The Corner

Politics & Policy

Trump vs. the Russia Investigations

When President Trump fired FBI director James Comey, it seemed to me that there were three main possibilities for why.

A The stated rationale was the real one. Trump thought, for example, that Comey’s July press conference about the Clinton-email investigation was improper.

B Trump was angry that Comey had not shut down the FBI’s investigation of Russian interference in the election because he regards the investigation as part of a Democratic plot to raise baseless questions about his legitimacy as president.

C Trump thought that the FBI’s investigation posed an unacceptably high risk of turning up evidence of serious misconduct on his part.

Explanation A seemed obviously false. At Bloomberg View yesterday morning, I speculated that explanation B was more likely to be true. I take it from the president’s recent comments that explanation B has now emerged as Trump’s public line too.

Explanation B is much more plausible than explanation A. Its adoption by Trump makes it likely that administration spokesmen and surrogates will have to do what he wants them to do: forcefully argue in public that there’s nothing to see with respect to Russia and the investigation is a charade put on by his enemies.

I see two potential problems with this line. The first is that we have seen enough evidence of Russian interference to warrant investigation.
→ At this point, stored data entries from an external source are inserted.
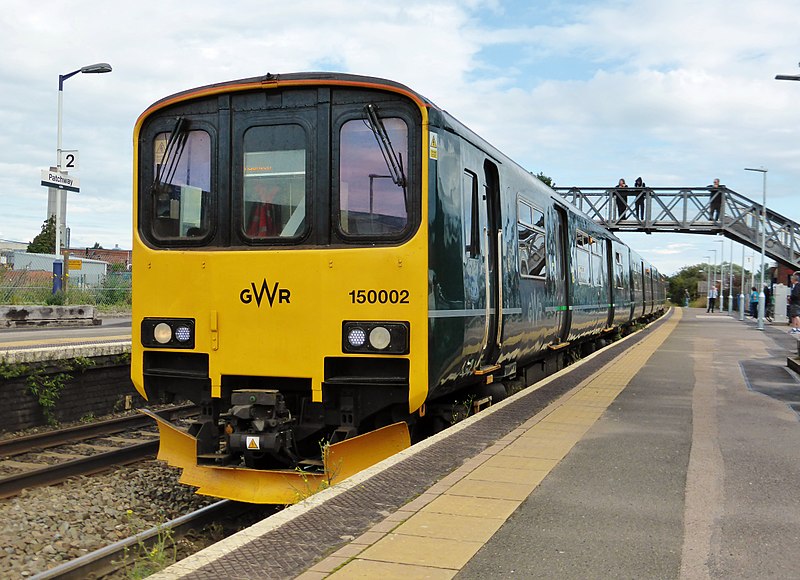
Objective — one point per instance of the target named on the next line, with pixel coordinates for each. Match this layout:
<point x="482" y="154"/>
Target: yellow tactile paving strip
<point x="435" y="535"/>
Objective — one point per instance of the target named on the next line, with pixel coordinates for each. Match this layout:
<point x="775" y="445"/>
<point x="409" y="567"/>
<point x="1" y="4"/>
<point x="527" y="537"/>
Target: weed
<point x="47" y="390"/>
<point x="149" y="557"/>
<point x="81" y="363"/>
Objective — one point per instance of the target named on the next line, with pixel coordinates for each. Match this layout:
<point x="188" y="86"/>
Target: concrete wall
<point x="94" y="390"/>
<point x="22" y="316"/>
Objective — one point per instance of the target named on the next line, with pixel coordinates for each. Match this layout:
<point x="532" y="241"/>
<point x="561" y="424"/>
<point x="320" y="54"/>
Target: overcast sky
<point x="678" y="92"/>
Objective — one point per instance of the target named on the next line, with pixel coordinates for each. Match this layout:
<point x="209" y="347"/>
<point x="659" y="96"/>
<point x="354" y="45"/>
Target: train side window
<point x="371" y="201"/>
<point x="274" y="185"/>
<point x="182" y="194"/>
<point x="582" y="258"/>
<point x="471" y="217"/>
<point x="530" y="241"/>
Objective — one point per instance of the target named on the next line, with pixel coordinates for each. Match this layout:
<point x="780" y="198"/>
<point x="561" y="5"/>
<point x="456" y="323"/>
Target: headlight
<point x="162" y="333"/>
<point x="356" y="337"/>
<point x="375" y="337"/>
<point x="380" y="337"/>
<point x="168" y="332"/>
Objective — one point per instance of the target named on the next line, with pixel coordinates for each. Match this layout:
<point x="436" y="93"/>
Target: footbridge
<point x="691" y="210"/>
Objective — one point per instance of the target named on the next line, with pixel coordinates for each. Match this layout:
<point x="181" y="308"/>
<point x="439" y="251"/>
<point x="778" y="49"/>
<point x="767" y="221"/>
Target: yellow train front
<point x="280" y="278"/>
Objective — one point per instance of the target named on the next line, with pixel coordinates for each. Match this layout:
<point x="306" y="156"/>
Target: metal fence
<point x="29" y="279"/>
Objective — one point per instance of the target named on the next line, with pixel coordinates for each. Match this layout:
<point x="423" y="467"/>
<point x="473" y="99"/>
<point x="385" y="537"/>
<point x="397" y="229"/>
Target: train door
<point x="563" y="289"/>
<point x="491" y="228"/>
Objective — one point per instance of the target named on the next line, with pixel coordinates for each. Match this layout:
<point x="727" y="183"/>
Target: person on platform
<point x="640" y="185"/>
<point x="713" y="294"/>
<point x="753" y="302"/>
<point x="715" y="199"/>
<point x="794" y="304"/>
<point x="621" y="197"/>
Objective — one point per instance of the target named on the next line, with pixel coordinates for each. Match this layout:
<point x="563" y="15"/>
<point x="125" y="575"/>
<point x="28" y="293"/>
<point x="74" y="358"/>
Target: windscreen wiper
<point x="394" y="161"/>
<point x="172" y="155"/>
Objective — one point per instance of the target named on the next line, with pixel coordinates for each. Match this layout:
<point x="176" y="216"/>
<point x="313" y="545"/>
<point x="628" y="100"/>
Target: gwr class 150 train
<point x="323" y="261"/>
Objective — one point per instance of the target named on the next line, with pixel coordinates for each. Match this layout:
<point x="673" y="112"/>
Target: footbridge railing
<point x="693" y="210"/>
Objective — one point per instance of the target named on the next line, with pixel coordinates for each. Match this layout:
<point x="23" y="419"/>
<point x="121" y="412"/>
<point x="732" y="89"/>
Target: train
<point x="330" y="267"/>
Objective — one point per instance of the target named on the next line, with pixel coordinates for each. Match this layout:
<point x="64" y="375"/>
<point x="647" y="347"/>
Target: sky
<point x="586" y="92"/>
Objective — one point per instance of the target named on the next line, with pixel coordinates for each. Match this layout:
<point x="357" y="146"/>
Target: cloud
<point x="677" y="92"/>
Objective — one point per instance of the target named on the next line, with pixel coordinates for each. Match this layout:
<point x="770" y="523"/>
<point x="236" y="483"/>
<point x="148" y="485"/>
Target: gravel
<point x="44" y="527"/>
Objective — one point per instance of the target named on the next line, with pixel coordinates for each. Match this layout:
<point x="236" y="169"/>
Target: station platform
<point x="46" y="343"/>
<point x="674" y="453"/>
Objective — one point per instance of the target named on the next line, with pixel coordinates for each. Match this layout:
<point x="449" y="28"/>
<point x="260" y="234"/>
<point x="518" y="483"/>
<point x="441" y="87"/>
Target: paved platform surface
<point x="41" y="344"/>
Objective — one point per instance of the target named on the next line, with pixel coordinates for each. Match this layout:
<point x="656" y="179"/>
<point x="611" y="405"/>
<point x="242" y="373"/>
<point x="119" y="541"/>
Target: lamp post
<point x="788" y="77"/>
<point x="761" y="296"/>
<point x="721" y="273"/>
<point x="741" y="290"/>
<point x="100" y="67"/>
<point x="730" y="283"/>
<point x="713" y="281"/>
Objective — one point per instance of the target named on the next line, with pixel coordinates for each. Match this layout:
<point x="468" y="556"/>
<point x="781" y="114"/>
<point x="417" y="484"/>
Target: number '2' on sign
<point x="69" y="160"/>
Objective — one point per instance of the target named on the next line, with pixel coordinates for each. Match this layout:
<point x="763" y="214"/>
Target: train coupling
<point x="259" y="425"/>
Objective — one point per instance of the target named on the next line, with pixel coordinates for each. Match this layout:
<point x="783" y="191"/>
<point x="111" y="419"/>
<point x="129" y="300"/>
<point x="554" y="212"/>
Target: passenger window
<point x="182" y="191"/>
<point x="531" y="241"/>
<point x="274" y="182"/>
<point x="371" y="203"/>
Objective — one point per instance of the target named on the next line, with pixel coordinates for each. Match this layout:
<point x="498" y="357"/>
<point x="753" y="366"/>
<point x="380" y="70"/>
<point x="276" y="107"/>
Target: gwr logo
<point x="249" y="294"/>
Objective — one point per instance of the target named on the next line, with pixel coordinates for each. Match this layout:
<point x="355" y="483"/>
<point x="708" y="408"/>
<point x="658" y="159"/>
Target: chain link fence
<point x="29" y="279"/>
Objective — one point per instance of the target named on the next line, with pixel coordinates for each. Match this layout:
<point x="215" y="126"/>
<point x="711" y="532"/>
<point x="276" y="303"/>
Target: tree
<point x="544" y="179"/>
<point x="45" y="242"/>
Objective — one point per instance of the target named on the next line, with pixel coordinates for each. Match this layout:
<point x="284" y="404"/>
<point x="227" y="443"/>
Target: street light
<point x="721" y="242"/>
<point x="788" y="77"/>
<point x="100" y="67"/>
<point x="741" y="289"/>
<point x="730" y="283"/>
<point x="714" y="275"/>
<point x="761" y="296"/>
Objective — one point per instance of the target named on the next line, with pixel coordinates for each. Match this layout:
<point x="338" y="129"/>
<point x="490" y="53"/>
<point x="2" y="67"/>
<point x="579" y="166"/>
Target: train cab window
<point x="618" y="270"/>
<point x="582" y="258"/>
<point x="373" y="188"/>
<point x="530" y="241"/>
<point x="471" y="217"/>
<point x="274" y="182"/>
<point x="181" y="194"/>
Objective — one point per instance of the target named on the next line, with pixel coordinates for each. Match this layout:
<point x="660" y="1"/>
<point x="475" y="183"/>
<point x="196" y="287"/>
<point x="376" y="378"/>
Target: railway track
<point x="36" y="460"/>
<point x="113" y="558"/>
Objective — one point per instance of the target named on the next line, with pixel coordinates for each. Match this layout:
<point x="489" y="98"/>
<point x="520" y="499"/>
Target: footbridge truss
<point x="689" y="210"/>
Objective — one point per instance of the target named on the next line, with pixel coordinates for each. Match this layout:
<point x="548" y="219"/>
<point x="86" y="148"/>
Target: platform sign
<point x="60" y="180"/>
<point x="69" y="159"/>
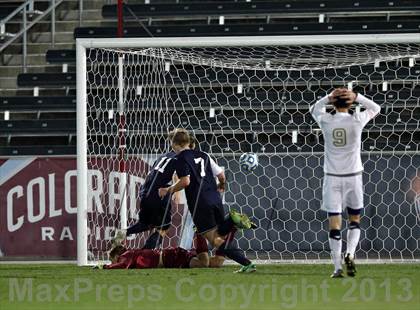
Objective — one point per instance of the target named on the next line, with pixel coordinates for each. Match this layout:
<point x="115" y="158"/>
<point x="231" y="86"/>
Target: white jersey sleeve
<point x="318" y="110"/>
<point x="372" y="109"/>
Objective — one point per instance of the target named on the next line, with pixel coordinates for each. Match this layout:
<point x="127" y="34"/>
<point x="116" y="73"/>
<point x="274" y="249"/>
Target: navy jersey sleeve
<point x="181" y="167"/>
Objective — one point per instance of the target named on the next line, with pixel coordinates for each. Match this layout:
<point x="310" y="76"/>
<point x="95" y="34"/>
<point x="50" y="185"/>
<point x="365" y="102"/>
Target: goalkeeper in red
<point x="121" y="258"/>
<point x="343" y="184"/>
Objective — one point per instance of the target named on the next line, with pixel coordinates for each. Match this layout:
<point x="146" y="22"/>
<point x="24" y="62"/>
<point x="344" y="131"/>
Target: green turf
<point x="63" y="287"/>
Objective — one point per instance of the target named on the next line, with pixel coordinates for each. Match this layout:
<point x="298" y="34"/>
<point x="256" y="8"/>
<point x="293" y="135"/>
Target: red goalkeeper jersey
<point x="177" y="257"/>
<point x="136" y="259"/>
<point x="145" y="258"/>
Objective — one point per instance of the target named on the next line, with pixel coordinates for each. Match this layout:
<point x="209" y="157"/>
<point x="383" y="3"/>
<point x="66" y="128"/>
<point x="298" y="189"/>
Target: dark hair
<point x="181" y="137"/>
<point x="193" y="142"/>
<point x="341" y="103"/>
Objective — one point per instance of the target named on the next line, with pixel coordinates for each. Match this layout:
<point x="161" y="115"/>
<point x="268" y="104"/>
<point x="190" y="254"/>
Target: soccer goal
<point x="247" y="94"/>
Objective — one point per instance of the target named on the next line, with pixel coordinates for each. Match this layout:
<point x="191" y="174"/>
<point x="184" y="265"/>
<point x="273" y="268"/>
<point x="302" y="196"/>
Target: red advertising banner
<point x="38" y="207"/>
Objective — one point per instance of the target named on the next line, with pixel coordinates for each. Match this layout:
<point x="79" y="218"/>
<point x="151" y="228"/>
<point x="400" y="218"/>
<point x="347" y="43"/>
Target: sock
<point x="200" y="244"/>
<point x="353" y="236"/>
<point x="153" y="241"/>
<point x="335" y="247"/>
<point x="225" y="227"/>
<point x="137" y="228"/>
<point x="231" y="251"/>
<point x="229" y="239"/>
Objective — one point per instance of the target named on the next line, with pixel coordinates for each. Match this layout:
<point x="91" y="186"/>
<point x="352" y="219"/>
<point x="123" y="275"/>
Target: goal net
<point x="247" y="95"/>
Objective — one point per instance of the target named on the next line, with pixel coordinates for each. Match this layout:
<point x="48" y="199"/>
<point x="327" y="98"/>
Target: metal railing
<point x="22" y="13"/>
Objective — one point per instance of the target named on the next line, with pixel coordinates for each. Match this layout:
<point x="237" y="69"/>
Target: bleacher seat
<point x="251" y="29"/>
<point x="187" y="18"/>
<point x="36" y="104"/>
<point x="199" y="8"/>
A lot of people who don’t want to condemn Trump as a Putin lackey, including a lot of Republican congressmen, have conceded that point. Taking the shut-it-down line will isolate the administration politically. It will make surrogates choose between saying things they’re not comfortable saying, abandoning ship, and laying low for a while.
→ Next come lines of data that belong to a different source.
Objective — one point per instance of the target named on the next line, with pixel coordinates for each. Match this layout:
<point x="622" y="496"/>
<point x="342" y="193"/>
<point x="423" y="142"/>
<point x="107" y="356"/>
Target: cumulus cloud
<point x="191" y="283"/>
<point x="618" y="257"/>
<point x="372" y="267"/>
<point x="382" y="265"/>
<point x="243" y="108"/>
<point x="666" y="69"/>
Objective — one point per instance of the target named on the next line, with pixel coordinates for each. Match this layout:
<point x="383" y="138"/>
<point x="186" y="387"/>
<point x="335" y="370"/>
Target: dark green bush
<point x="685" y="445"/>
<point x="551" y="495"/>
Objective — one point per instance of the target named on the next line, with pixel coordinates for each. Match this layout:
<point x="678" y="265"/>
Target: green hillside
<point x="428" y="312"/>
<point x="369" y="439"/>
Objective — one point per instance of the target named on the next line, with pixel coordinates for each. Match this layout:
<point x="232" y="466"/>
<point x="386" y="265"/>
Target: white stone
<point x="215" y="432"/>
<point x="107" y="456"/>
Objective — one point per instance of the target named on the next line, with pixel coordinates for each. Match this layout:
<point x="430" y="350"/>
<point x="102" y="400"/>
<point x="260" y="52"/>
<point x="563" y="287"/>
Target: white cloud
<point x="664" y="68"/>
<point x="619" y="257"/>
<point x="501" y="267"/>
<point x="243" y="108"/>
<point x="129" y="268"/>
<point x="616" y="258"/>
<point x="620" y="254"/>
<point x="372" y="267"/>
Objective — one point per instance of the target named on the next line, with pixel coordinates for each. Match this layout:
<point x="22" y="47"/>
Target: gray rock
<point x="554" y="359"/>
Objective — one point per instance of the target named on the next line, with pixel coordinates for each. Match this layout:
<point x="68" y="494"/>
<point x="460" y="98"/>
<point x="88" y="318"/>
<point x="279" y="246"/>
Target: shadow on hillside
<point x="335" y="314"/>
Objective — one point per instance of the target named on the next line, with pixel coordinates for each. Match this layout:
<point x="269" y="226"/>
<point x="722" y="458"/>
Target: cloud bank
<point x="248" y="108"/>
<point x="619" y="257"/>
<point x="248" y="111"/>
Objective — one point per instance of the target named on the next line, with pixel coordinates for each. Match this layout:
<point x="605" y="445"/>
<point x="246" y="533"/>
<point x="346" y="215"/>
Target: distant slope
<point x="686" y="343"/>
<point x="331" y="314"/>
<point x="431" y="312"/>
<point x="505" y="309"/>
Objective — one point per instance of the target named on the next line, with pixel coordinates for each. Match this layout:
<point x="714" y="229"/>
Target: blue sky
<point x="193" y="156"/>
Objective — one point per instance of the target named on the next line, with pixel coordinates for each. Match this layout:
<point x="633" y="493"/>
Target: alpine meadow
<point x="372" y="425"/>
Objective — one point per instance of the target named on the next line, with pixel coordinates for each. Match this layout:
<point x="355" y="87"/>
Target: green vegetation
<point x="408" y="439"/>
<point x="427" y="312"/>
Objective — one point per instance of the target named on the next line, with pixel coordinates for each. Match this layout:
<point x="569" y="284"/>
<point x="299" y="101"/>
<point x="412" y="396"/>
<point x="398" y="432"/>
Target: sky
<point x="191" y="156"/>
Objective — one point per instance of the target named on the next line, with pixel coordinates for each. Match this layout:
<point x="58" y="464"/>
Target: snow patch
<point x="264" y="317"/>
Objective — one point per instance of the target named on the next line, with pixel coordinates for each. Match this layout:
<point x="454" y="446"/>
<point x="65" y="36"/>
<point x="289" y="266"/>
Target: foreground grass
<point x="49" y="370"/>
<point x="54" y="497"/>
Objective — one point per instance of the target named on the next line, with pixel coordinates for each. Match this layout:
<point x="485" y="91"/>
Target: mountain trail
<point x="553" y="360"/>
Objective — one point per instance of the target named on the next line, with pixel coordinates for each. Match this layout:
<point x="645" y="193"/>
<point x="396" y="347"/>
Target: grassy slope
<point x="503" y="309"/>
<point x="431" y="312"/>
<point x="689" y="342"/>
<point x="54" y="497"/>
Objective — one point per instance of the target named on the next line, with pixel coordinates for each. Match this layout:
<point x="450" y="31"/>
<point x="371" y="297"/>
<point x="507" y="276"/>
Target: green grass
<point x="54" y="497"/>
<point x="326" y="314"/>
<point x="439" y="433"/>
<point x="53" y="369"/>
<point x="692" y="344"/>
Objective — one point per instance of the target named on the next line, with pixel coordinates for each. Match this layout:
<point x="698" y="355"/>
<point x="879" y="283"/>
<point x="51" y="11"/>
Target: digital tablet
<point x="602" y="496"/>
The second is that it’s not a proper basis for Comey’s dismissal. The president is not supposed to dismiss a law-enforcement official because he thinks that a line of investigation is a waste of time or because it angers him. This should not need explaining and, obviously, it didn’t need explaining to some people around the president, which is why they originally went with explanation A, as risible and doomed as it was.

Did I say two problems? There’s a third one, which is that the current strategy mimics exactly what an administration would do if explanation C were correct.